L’amicizia è una cosa meravigliosa. Parte da una favola il calendario promosso dal Comune di Foggia, in occasione della giornata nazionale contro il bullismo e il cyberbullismo. “I disegni di questo calendario devono far riflettere, bisogna estirpare la mala-erba che questa città conosce bene. Dietro gli atti di bullismo si annida una cultura familiare che dobbiamo attenzionare – ha detto il sindaco Franco Landella -. L’amministrazione comunale ha sposato il progetto perché crediamo che attraverso il sostegno sociale possiamo recuperare quei ragazzi. Oggi dobbiamo mettere in campo azioni di prevenzione e di recupero. Non dobbiamo solo sanzionare, ma capire il loro contesto sociale e aiutarli. Ognuno di noi è chiamato a fare il proprio”.
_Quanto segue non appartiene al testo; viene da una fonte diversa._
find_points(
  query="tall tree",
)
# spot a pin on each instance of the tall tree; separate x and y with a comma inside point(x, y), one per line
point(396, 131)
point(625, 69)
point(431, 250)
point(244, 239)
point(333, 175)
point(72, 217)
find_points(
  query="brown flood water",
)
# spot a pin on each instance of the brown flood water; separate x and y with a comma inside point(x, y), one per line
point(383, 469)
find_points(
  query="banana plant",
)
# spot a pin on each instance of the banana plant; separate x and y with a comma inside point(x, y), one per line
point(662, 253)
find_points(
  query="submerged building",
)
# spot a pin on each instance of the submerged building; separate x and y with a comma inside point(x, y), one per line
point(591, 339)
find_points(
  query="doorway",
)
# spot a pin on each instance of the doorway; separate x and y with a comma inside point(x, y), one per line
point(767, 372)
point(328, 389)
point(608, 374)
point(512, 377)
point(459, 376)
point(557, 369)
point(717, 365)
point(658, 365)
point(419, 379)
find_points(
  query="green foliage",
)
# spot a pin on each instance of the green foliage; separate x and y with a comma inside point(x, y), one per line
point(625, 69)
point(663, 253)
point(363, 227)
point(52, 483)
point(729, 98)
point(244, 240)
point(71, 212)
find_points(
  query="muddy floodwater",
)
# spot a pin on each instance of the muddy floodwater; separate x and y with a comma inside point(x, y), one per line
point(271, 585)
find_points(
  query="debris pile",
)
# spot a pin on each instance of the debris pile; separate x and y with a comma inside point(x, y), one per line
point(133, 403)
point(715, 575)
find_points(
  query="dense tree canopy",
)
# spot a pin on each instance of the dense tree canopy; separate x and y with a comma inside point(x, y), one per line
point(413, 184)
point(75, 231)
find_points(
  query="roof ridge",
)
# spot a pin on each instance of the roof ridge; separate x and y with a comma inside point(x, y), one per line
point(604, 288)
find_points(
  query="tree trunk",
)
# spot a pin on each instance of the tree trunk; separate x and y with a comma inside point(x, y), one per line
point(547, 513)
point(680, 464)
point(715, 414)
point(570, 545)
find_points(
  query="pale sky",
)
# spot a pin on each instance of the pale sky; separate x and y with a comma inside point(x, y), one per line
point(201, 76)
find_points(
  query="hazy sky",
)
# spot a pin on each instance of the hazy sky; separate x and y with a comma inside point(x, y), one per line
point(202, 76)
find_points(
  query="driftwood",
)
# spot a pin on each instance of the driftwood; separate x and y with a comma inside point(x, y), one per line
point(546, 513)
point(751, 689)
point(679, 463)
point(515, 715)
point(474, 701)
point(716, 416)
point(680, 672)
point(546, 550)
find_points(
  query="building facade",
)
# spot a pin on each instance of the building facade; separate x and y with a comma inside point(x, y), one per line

Il calendario verrà distribuito in tutte le scuole elementari e medie di Foggia. Si tratta di una serie di stili di comportamento raccolti in un manifesto guida per bambini e ragazzi. “I protagonisti delle fiabe sono nemici che però lasciano spazio ad un lieto fine quasi inaspettato”, ha dichiarato l’assessore alla Cultura Anna Paola Giuliani.
“L’amicizia è l’altra faccia del bullismo e il modo migliore per parlarne ai bambini è farlo attraverso i disegni e le favole. Le ho scelte a mio piacimento, per far arrivare messaggi forti: Alice e il Cappellaio Matto, lo Squalo e il piccolo Nemo, capitan Uncino e Peter Pan, Pinocchio e Mangiafuoco, Cappuccetto Rosso e molte altre”, ha spiegato l’artista Daniela D’Elia.
I dati sul cyberbullismo diffusi dall’Istat e relativi al 2019, parlano di un 85.7% dei ragazzi tra 11 e 17 anni di età che quotidianamente utilizzano il cellulare: una percentuale in crescita per i fenomeni di cyberbullismo, che sono sempre più frequenti. Il 22.2% di tutte le vittime di bullismo, infatti, è stato colpito da questa particolare forma di violenza. Una violenza molto più insidiosa di quella fisica, perché anche se distante, espone la vittima in maniera molto più diretta e capillare al giudizio degli altri, compresi gli sconosciuti, minandone la reputazione e l’autostima.
“Si tratta di una adesione manifesto delle parole ostili, una community alla quale hanno aderito diversi comuni italiani”, ha sottolinea Carlo Dicesare, responsabili ai servizi sociali. “Il bullismo ha radici profonde, nasce da una povertà economica che si ripercuote sulla povertà educativa – ha detto l’assessore alla Pubblica Istruzione Claudia Lioia -. Stiamo lavorando con progetti importanti nei quartieri Cep e Candelaro. I ragazzi devono scoprire il valore della differenza”.